# Can not post Q-View... Why?



## shiz-nit (Aug 18, 2011)

I have tried to post a new thread for 2 days know and can not get it to load up. I also post food pics on other forums and have not had any issues. On this forum when I hit submit it just sits there and nothing changes. I have logged out several times and back in here. Any ideas to why. I like this forum and would love to post my Q-View!


----------



## shooter1 (Aug 18, 2011)

I have been having this problem off and on for the last 2 weeks. Sometimes the site will load up no problem and sometimes it never completely loads. Sometimes it loads and I compose a post and hit submit and it just never goes through, very frustrating after giving all the details and loading all the pictures.


----------



## jrod62 (Aug 18, 2011)

Same here.
Downloaded firefox . Works every time now.
Hope that help


----------



## shiz-nit (Aug 18, 2011)

Shooter1 said:


> I have been having this problem off and on for the last 2 weeks. Sometimes the site will load up no problem and sometimes it never completely loads. Sometimes it loads and I compose a post and hit submit and it just never goes through, very frustrating after giving all the details and loading all the pictures.
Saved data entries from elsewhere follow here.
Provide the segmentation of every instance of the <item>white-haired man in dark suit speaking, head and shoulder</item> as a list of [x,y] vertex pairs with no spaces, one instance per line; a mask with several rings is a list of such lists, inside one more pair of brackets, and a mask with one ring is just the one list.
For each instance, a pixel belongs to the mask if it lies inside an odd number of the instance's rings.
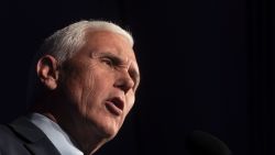
[[0,126],[0,154],[94,154],[133,107],[133,38],[105,21],[68,25],[45,40],[33,81],[31,113]]

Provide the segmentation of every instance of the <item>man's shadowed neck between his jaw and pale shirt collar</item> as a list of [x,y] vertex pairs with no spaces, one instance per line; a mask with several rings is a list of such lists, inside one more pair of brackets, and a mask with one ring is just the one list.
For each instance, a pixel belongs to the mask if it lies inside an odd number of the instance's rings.
[[[51,104],[58,104],[57,102],[51,102]],[[58,106],[57,106],[58,107]],[[55,123],[57,123],[75,142],[85,155],[92,155],[98,148],[100,148],[107,139],[97,134],[92,124],[87,124],[84,119],[77,113],[67,113],[66,109],[48,107],[48,103],[38,103],[32,108],[33,112],[41,113]]]

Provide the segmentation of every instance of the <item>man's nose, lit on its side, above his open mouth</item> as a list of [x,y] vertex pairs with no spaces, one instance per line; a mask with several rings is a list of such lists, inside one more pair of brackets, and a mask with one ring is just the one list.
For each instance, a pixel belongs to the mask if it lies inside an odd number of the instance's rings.
[[124,91],[124,93],[127,93],[130,89],[132,89],[134,87],[134,81],[131,78],[128,70],[122,71],[118,76],[118,78],[114,82],[114,87],[121,89],[122,91]]

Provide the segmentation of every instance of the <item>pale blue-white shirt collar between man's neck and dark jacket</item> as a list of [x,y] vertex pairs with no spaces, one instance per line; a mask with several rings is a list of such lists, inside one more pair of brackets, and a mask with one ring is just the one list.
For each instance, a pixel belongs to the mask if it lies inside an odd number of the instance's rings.
[[32,113],[30,120],[46,134],[62,155],[84,155],[70,141],[68,134],[48,118],[40,113]]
 yea I agree I take time to post and it gets frustrating to see it not go through. I hope the Mods can fix this problem!!!!


----------



## custom99 (Aug 18, 2011)

I have the same problem using Internet Explorer. If I use Google Chrome I have no problem at all.


----------



## garyinmd (Aug 18, 2011)

I sometime have problems if I forget to re-size the pictures.  My default program is Microsoft Picture Manager, go to edit picture, re-size and use the web-large setting which is 640-480 px.  Once I make sure this is done I usually have no issues.

Gary


----------



## shiz-nit (Aug 18, 2011)

garyinmd said:


> I sometime have problems if I forget to re-size the pictures.  My default program is Microsoft Picture Manager, go to edit picture, re-size and use the web-large setting which is 640-480 px.  Once I make sure this is done I usually have no issues.
> 
> 
> 
> Gary


 yea I done tried that today


----------